Scipion was a 74-gun built for the French Navy during the 1780s. Completed in 1790, she played a minor role in the French Revolutionary Wars.

==Description==
The Téméraire-class ships had a length of 55.87 m, a beam of 14.46 m and a depth of hold of 7.15 m. The ships displaced 3,069 tonneaux and had a mean draught of 7.15 m. They had a tonnage of 1,537 port tonneaux. Their crew numbered 705 officers and ratings during wartime. They were fitted with three masts and ship rigged.

The muzzle-loading, smoothbore armament of the Téméraire class consisted of twenty-eight 36-pounder long guns on the lower gun deck, thirty 18-pounder long guns and thirty 18-pounder long guns on the upper gun deck.
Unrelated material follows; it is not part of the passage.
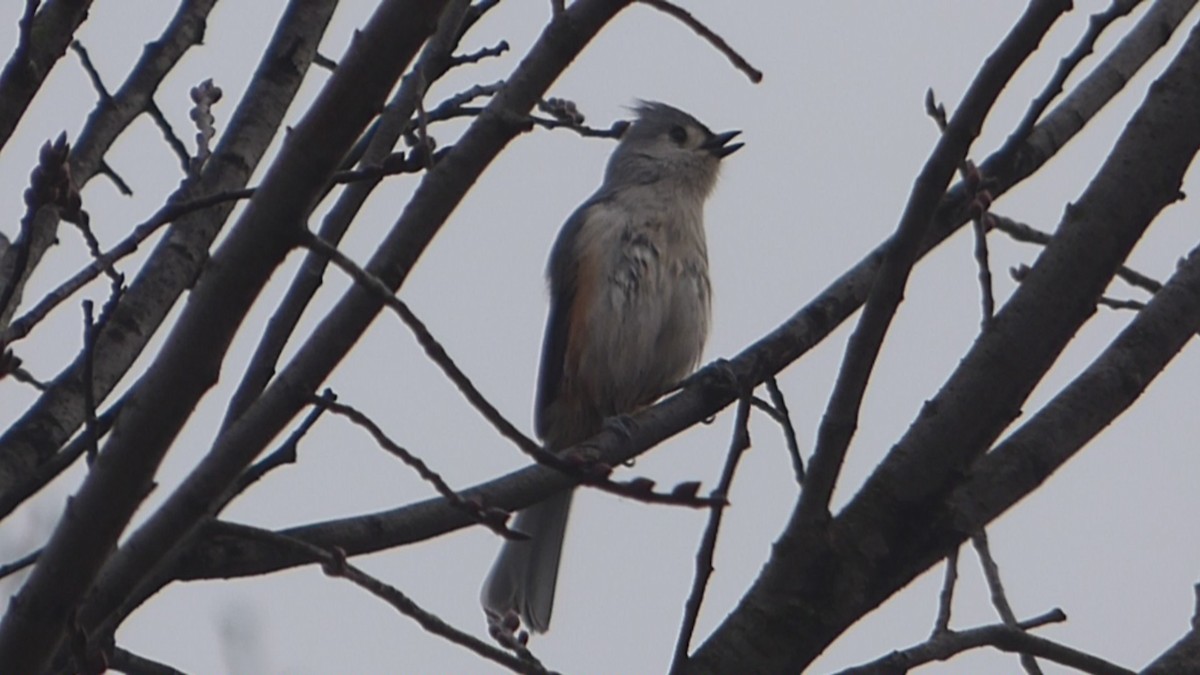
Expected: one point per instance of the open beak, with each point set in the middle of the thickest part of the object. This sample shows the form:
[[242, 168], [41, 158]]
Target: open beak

On the quarterdeck and forecastle were a total of sixteen 8-pounder long guns. Beginning with the ships completed after 1787, the armament of the Téméraires began to change with the addition of four 36-pounder obusiers on the poop deck (dunette). Some ships had instead twenty 8-pounders.

== Construction and career ==
Scipion was ordered on 19 October 1787 and laid down at the Arsenal de Toulon in 1789. The ship was launched on 30 July 1790 and completed in November.
In 1792, Scipion took part in operations against Nice, Villefranche and Oneille. In December, she joined the division under Admiral Latouche Tréville, and assisted the damaged Languedoc during the storm of 21 to 23 of that month. Captured by the British after Toulon was surrendered by Royalist sympathisers, she was commissioned with a crew of French rebels. On 28 November 1793, she caught fire by accident in the harbour of Livorno and exploded, killing 86 including her commanding officer, Captain Degoy.